I'm trying to read a the same file using multiple Goroutines, where each Goroutine is assigned a byte to start reading from and a number of lines to read lineLimit
.
I was successful in doing so when the file fits in memory by setting the csv.ChunkSize
option to the chunkSize
variable. However, when the file is larger than memory, I need to reduce the csv.ChunkSize
option. I was attempting something like this
package main
import (
"io"
"log"
"os"
"sync"
"github.com/apache/arrow/go/v11/arrow"
"github.com/apache/arrow/go/v11/arrow/csv"
)
// A reader to read lines from the file starting from the byteOffset. The number
// of lines is specified by linesLimit.
func produce(
id int,
ch chan<- arrow.Record,
byteOffset int64,
linesLimit int64,
filename string,
wg *sync.WaitGroup,
) {
defer wg.Done()
fd, _ := os.Open(filename)
fd.Seek(byteOffset, io.SeekStart)
var remainder int64 = linesLimit % 10
limit := linesLimit - remainder
chunkSize := limit / 10
reader := csv.NewInferringReader(fd,
csv.WithChunk(int(chunkSize)),
csv.WithNullReader(true, ""),
csv.WithComma(','),
csv.WithHeader(true),
csv.WithColumnTypes(map[string]arrow.DataType{
"Start_Time": arrow.FixedWidthTypes.Timestamp_ns,
"End_Time": arrow.FixedWidthTypes.Timestamp_ns,
"Weather_Timestamp": arrow.FixedWidthTypes.Timestamp_ns,
}))
reader.Retain()
defer reader.Release()
var count int64
for reader.Next() {
rec := reader.Record()
rec.Retain() // released at the other end of the channel
ch <- rec
count += rec.NumRows()
if count == limit {
if remainder != 0 {
flush(id, ch, fd, remainder)
}
break
} else if count > limit {
log.Panicf("Reader %d read more than it should, expected=%d, read=%d", id, linesLimit, count)
}
}
if reader.Err() != nil {
log.Panicf("error: %s in line %d,%d", reader.Err().Error(), count, id)
}
}
func flush(id int,
ch chan<- arrow.Record,
fd *os.File,
limit int64,
) {
reader := csv.NewInferringReader(fd,
csv.WithChunk(int(limit)),
csv.WithNullReader(true, ""),
csv.WithComma(','),
csv.WithHeader(false),
)
reader.Retain()
defer reader.Release()
record := reader.Record()
record.Retain() // nil pointer dereference error here
ch <- record
}
I tried multiple versions of this previous code, including:
- Copying the file descriptor
- Copying the offset of the file descriptor, opening the same file and seeking to that offset.
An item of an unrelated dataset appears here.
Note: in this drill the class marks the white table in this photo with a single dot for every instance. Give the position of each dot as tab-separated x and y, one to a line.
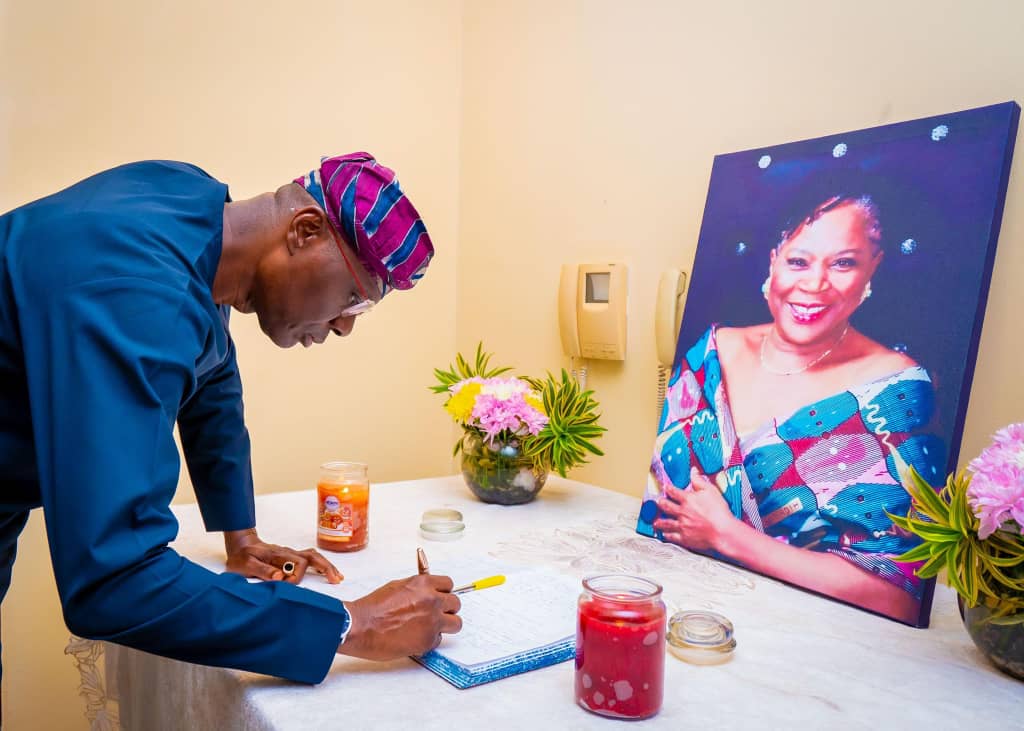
802	661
- Closing the first reader before calling
flush
or closing the firstfd
.
The error seems to be the same no matter how I change the code. Note that any call to flush
's reader raises an error. Includingreader.Next
, and reader.Err()
.
Am I using the csv readers wrong? Is this a problem with reusing the same file?
EDIT: I don't know if this helps, but opening a new fd in flush
without any Seek
avoids the error (Somehow any Seek
causes the original error to appear). However, the code is not correct without a Seek
(i.e. removing Seek
causes a part of the file to not be read at all by any Goroutine).